'Is there a way to download bibtex from Google Scholar using PHP
Hi, is there a way to download the BibTeX entry for something from Google Scholar using PHP without having to download the BibTeX manually one by one? For example, setting a search value like "research" and then downloading the related BibTeX from the links automatically through code.

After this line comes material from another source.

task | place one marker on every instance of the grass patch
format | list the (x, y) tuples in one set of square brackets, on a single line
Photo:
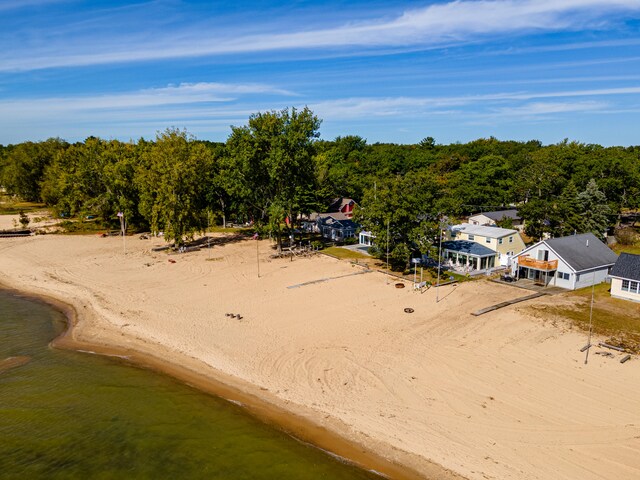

Any help would be appreciated. I tried to get the HTML page, but as I try to get the page contents the "Import to BibTeX" link disappears on the retrieved page contents.
My code:
<?php
$url = 'http://scholar.google.com/scholar?q=honors+college&hl=en&btnG=Search& amp;as_sdt=1%2C4&as_sdtp=on';
$needle = 'Import into bibtex';
$contents = file_get_contents($url);
echo $contents;
if(strpos($contents, $needle)!== false) {
echo 'found';
} else {
echo 'not found';
}
?>
Solution 1:[1]
The short answer is No you cannot do this
Google does not provide API's for search / scholar and uses firm rate-limitation. The problem is that for each BibTex entry you need 2 additional requests (1 for the query, 1 for the 'import link' and a final one to get the actual BibTex entry content)
I wrote a script that scrapes google scholar results and finds the BibTex links and saves the results. However, due to the rate limit is not viable and will get blocked almost instantly.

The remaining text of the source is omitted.